Run a Private AI on Your RTX 5090 — The Complete Guide
Run a Private AI on Your RTX 5090 — The Complete Guide
You spent $2,000 on an RTX 5090. It's got 32GB of VRAM — enough to run multiple models simultaneously, with intelligent VRAM management that swaps models in and out based on what you're doing. Most guides tell you to install Ollama and chat with it. That's leaving 90% of the card's potential on the table.
Here's how to turn that GPU into a complete private AI platform.
What 32GB VRAM Actually Gets You
The real power isn't running one big model — it's running a stack of specialized models that share VRAM intelligently:
| Model Role | Example | VRAM | When It's Loaded |
|---|---|---|---|
| Orchestrator (8B AWQ) | Nemotron-Orchestrator-8B | ~8GB | Always — pinned, never evicted |
| Reasoning (14B AWQ) | DeepSeek-R1:14B | ~8GB | On demand — loads when you need deep thinking |
| Embeddings | BGE-large | ~1GB | Always — powers search and RAG |
| Vision (7B) | Qwen2.5-VL | ~6GB | On demand — loads when you send images |
| Image Generation | Flux via ComfyUI | ~16GB | On demand — preempts reasoning model |
The orchestrator handles everyday chat, coding, and tool use. When you ask something that needs real reasoning (effort 7+), the reasoning model loads automatically. When you drag in an image, the vision model spins up. When you want image generation, ComfyUI takes over and reasoning routes to cloud fallback until it's done.
You don't manage any of this. The MicroScheduler handles VRAM placement, eviction priority, and automatic reload.
The Aitherium Toolchain
There are three ways to use your GPU with Aitherium, and they layer on top of each other:
1. AitherShell — Talk to Your GPU
The fastest path. An interactive terminal that connects to your local models — like Claude Code is to Claude, AitherShell is to AitherOS.
# Install (standalone binary)
npm install -g @aitherium/aithershell
# Use it
aither # Interactive REPL
aither "explain this error log" # Single query
aither --effort 8 "deep security audit" # Force reasoning model
aither --will lyra "write a poem" # Switch persona
echo "data" | aither --print # Pipe mode for scripts
aither run deploy-check.aither # Run script files
AitherShell auto-detects vLLM/Ollama on your machine and routes to the right model based on effort level. It supports non-blocking input (type while it's generating to steer the response), script files with variables and control flow, and a plugin system — drop a .yaml or .py file in ~/.aither/plugins/ and you have a new command.
Also available as a web terminal on port 3001 when running the full platform, or as a Python fallback (pip install aithershell → aither-py).
2. Aither ADK — Build Agent Fleets
The developer SDK. Build multi-agent systems in Python with 3 lines of code.
pip install aither-adk
adk quickstart # Auto-detect GPU, pull models, configure backends
Single agent:
from adk import AitherAgent
agent = AitherAgent("aither") # Auto-detects vLLM/Ollama
response = await agent.chat("Review this PR for security issues")
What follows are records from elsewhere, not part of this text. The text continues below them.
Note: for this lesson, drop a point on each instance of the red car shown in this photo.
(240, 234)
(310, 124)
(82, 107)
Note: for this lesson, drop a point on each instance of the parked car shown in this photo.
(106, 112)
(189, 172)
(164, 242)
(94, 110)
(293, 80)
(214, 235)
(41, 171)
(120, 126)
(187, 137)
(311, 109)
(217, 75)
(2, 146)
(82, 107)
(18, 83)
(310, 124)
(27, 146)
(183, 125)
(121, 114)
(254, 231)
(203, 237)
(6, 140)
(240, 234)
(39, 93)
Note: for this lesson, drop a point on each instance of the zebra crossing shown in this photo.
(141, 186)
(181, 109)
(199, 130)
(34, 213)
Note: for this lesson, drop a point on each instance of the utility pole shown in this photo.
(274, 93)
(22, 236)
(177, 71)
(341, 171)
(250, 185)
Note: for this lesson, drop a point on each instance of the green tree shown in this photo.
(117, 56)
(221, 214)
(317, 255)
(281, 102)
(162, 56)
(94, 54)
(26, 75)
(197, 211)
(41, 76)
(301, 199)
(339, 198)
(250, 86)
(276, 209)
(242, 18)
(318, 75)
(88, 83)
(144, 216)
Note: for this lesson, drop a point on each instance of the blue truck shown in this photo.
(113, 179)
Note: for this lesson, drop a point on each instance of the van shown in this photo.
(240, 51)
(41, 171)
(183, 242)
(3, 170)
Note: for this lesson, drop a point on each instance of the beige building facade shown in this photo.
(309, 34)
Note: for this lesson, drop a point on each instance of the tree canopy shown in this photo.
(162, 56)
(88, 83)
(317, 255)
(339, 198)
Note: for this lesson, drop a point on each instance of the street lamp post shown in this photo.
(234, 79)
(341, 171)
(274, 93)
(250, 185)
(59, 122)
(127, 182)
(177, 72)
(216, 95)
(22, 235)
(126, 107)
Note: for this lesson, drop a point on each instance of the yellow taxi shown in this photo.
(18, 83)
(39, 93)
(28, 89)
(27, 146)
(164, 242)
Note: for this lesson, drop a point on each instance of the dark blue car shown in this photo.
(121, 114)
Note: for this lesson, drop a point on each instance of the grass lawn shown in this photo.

Fleet mode — multiple agents collaborating:
from adk.fleet import load_fleet
fleet = load_fleet(agent_names=["aither", "lyra", "demiurge", "hydra"])
orchestrator = fleet.get_orchestrator()
# Aither delegates to hydra for code review, athena for security
response = await orchestrator.chat("Audit the auth module")
Serve as an OpenAI-compatible API:
adk-serve --agents aither,lyra,demiurge,hydra --port 8080
# Drop-in replacement for any OpenAI client
curl http://localhost:8080/v1/chat/completions \
-d '{"model":"aither","messages":[{"role":"user","content":"hello"}]}'
Runtime backend switching — swap LLM providers mid-session, no restart:
adk backend set anthropic # Switch primary to Claude
adk backend set-reasoning deepseek # Route effort 7+ to DeepSeek
adk backend list # Show all detected backends
No GPU? No problem. Set an API key and your agents use cloud inference. Have a GPU? They auto-detect it. Both? They route intelligently — local for fast tasks, cloud for deep reasoning.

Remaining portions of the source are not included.